The previous instances were Lee Westwood in 2009, McIlroy in 2012, and Henrik Stenson in 2013.
Sullivan, who finished eighth overall in the Race to Dubai standings, got to witness just how tough it can be to beat a player like McIlroy when he’s n his game. Sullivan recorded just three bogeys over 72 holes, finished 20-under, and still finished second.
He was up by three strokes after six holes when McIlroy bogeyed No. 4, then saw the lead shrink to one at the turn as McIlroy birdied No. 7 and Sullivan bogeyed 8, his first gaffe since the fourth hole on Saturday.
Both men birdied No. 11, but McIlroy tied for the lead with another on 12, then stretched the lead to two strokes with birdies on 14 and 15.

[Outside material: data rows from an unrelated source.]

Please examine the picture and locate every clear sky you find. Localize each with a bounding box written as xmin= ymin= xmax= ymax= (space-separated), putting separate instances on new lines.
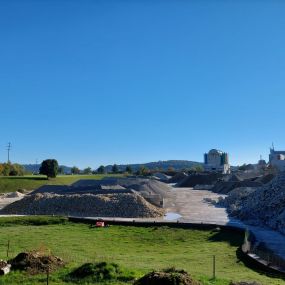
xmin=0 ymin=0 xmax=285 ymax=168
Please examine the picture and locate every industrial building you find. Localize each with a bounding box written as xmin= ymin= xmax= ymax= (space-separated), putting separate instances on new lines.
xmin=269 ymin=146 xmax=285 ymax=171
xmin=204 ymin=149 xmax=231 ymax=174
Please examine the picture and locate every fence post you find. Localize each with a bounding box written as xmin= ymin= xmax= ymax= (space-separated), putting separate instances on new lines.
xmin=213 ymin=255 xmax=216 ymax=279
xmin=7 ymin=239 xmax=10 ymax=258
xmin=47 ymin=266 xmax=49 ymax=285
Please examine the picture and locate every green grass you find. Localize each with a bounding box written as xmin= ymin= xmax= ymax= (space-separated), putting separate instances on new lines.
xmin=0 ymin=217 xmax=285 ymax=285
xmin=0 ymin=174 xmax=122 ymax=193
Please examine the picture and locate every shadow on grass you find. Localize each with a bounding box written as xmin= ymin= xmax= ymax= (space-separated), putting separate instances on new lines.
xmin=236 ymin=247 xmax=285 ymax=280
xmin=1 ymin=176 xmax=48 ymax=181
xmin=208 ymin=229 xmax=244 ymax=247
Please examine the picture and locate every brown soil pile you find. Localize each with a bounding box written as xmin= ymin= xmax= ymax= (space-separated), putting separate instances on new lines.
xmin=9 ymin=251 xmax=64 ymax=274
xmin=0 ymin=193 xmax=164 ymax=218
xmin=134 ymin=268 xmax=201 ymax=285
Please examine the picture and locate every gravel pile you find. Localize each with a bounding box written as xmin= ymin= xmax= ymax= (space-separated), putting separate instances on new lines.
xmin=71 ymin=177 xmax=170 ymax=197
xmin=0 ymin=193 xmax=164 ymax=218
xmin=222 ymin=173 xmax=285 ymax=234
xmin=167 ymin=172 xmax=188 ymax=183
xmin=211 ymin=179 xmax=263 ymax=194
xmin=176 ymin=173 xmax=223 ymax=187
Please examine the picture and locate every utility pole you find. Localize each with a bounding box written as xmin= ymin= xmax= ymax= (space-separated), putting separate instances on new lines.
xmin=7 ymin=142 xmax=12 ymax=163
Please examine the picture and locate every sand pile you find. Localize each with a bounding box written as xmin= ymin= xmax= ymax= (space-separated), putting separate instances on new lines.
xmin=134 ymin=268 xmax=200 ymax=285
xmin=221 ymin=173 xmax=285 ymax=234
xmin=0 ymin=193 xmax=164 ymax=218
xmin=230 ymin=281 xmax=261 ymax=285
xmin=9 ymin=251 xmax=64 ymax=274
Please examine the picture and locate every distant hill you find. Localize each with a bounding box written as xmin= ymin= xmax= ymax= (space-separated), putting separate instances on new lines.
xmin=106 ymin=160 xmax=203 ymax=172
xmin=23 ymin=160 xmax=203 ymax=174
xmin=22 ymin=164 xmax=71 ymax=173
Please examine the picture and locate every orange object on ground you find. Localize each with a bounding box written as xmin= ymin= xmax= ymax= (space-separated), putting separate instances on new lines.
xmin=96 ymin=222 xmax=105 ymax=228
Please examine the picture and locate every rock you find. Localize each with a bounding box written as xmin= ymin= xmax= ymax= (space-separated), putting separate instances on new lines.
xmin=134 ymin=268 xmax=200 ymax=285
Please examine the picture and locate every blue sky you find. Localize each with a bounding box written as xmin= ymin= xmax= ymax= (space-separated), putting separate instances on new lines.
xmin=0 ymin=0 xmax=285 ymax=168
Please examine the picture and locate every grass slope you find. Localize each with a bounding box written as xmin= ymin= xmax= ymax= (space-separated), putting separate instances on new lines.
xmin=0 ymin=174 xmax=121 ymax=193
xmin=0 ymin=217 xmax=285 ymax=285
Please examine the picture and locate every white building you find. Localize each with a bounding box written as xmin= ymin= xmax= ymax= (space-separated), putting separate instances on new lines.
xmin=204 ymin=149 xmax=231 ymax=174
xmin=269 ymin=147 xmax=285 ymax=171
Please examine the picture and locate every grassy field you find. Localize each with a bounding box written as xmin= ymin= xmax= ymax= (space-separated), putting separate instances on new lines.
xmin=0 ymin=174 xmax=122 ymax=193
xmin=0 ymin=217 xmax=285 ymax=285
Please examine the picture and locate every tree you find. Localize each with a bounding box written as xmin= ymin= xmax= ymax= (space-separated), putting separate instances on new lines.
xmin=137 ymin=166 xmax=150 ymax=176
xmin=83 ymin=167 xmax=92 ymax=174
xmin=40 ymin=159 xmax=58 ymax=179
xmin=190 ymin=164 xmax=204 ymax=172
xmin=58 ymin=166 xmax=64 ymax=174
xmin=112 ymin=164 xmax=119 ymax=173
xmin=97 ymin=165 xmax=105 ymax=174
xmin=71 ymin=166 xmax=80 ymax=174
xmin=9 ymin=163 xmax=25 ymax=176
xmin=126 ymin=165 xmax=133 ymax=174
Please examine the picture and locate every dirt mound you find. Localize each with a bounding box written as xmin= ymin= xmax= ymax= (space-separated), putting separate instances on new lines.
xmin=152 ymin=172 xmax=170 ymax=181
xmin=176 ymin=173 xmax=222 ymax=187
xmin=0 ymin=193 xmax=164 ymax=218
xmin=68 ymin=262 xmax=135 ymax=282
xmin=224 ymin=172 xmax=285 ymax=234
xmin=134 ymin=268 xmax=200 ymax=285
xmin=255 ymin=174 xmax=276 ymax=184
xmin=8 ymin=251 xmax=64 ymax=274
xmin=227 ymin=174 xmax=242 ymax=182
xmin=5 ymin=191 xmax=25 ymax=198
xmin=167 ymin=172 xmax=188 ymax=183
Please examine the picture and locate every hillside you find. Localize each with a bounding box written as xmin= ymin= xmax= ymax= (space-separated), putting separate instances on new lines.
xmin=106 ymin=160 xmax=203 ymax=172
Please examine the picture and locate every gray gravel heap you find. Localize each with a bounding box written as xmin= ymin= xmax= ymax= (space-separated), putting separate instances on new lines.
xmin=221 ymin=172 xmax=285 ymax=234
xmin=0 ymin=193 xmax=163 ymax=218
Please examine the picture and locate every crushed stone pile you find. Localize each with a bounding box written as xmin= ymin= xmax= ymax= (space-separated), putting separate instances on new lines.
xmin=0 ymin=191 xmax=25 ymax=199
xmin=222 ymin=172 xmax=285 ymax=234
xmin=0 ymin=193 xmax=164 ymax=218
xmin=218 ymin=187 xmax=256 ymax=212
xmin=68 ymin=177 xmax=170 ymax=197
xmin=152 ymin=172 xmax=170 ymax=181
xmin=230 ymin=281 xmax=261 ymax=285
xmin=255 ymin=174 xmax=276 ymax=184
xmin=167 ymin=172 xmax=188 ymax=183
xmin=176 ymin=173 xmax=222 ymax=187
xmin=134 ymin=268 xmax=201 ymax=285
xmin=67 ymin=262 xmax=135 ymax=284
xmin=211 ymin=179 xmax=263 ymax=194
xmin=8 ymin=251 xmax=65 ymax=274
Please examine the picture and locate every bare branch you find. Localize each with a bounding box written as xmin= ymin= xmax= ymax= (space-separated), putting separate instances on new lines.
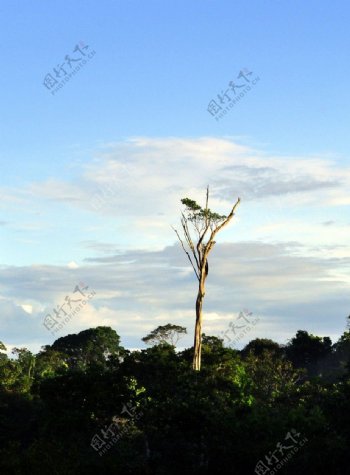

McIlroy birdied 15 three times in four rounds. His only better hole was No. 2, where he was 4-under over the tournament.
The No. 3 player in the world gave a stroke back on No. 17 with a bogey into the water to drop the lead back to one, but Sullivan could not capitalize, parring the final seven holes in a row. He did not record a bogey on the back nine at any point in the tournament.
No one else was really close to the pair of United Kingdom subjects. South Africa’s Branden Grace wound up third at 15-under, but two bogeys in between his five birdies on the front nine dulled the edge of his attack, although his final-round 67 was the third-best score of the day.
England’s Danny Willett, McIlroy’s chief competitor for the top spot, was firing on all cylinders early, 4-under through 10 holes, but collapsed down the stretch with bogeys on 16 and 17 to finish tied for fourth at 13-under with Francesco Molinari, Charl Schwartzel, Emiliano Grillo, Beyong Hun An, and Matthew Fitzpatrick.